Su questi cardini potremmo continuare a costruire la nostra la nostra proposta, che sarà ancora a vocazione maggioritaria. Perché il nostro obiettivo è quello di essere parte attiva del dibattito categoriale e confederale e non semplice aggregazione organizzativa autoreferente.

Nella pesante assenza dei partiti della sinistra, o per la perdita drammatica di consenso elettorale o per la scelta di modificare le proprie strutture ideologiche, il lavoro della CGIL resta fondamentale. Il nostro sindacato è il solo contenitore politico che rappresenta oggi le istanze del lavoro.

In tutto questo la porta della “sinistra sindacale” in FILCAMS è aperta a chi vorrà offrire un contributo, a chi vorrà raccontare la propria idea e trovare una sintesi comune. Raccogliendo la nostra proposta che nasce dal documento “la CGIL del futuro” e si è evoluta in questi mesi di attività.
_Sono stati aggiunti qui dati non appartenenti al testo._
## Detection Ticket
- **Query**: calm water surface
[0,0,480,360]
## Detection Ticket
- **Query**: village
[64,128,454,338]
Perché una fase nuova non si apre se non si opera una discontinuità con il passato. Per evitare il rischio, usando una espressione gramsciana, “che il vecchio muore e il nuovo non può nascere”.

In tutto questo la FILCAMS ha dimostrato di poter offrire un contributo fondamentale, anche al livello confederale, per lo sviluppo e il consolidamento di una grande e organizzata area di sinistra sindacale. Con l’entusiasmo, la coesione e la passione che il seminario di Rimini ha mostrato e rafforzato.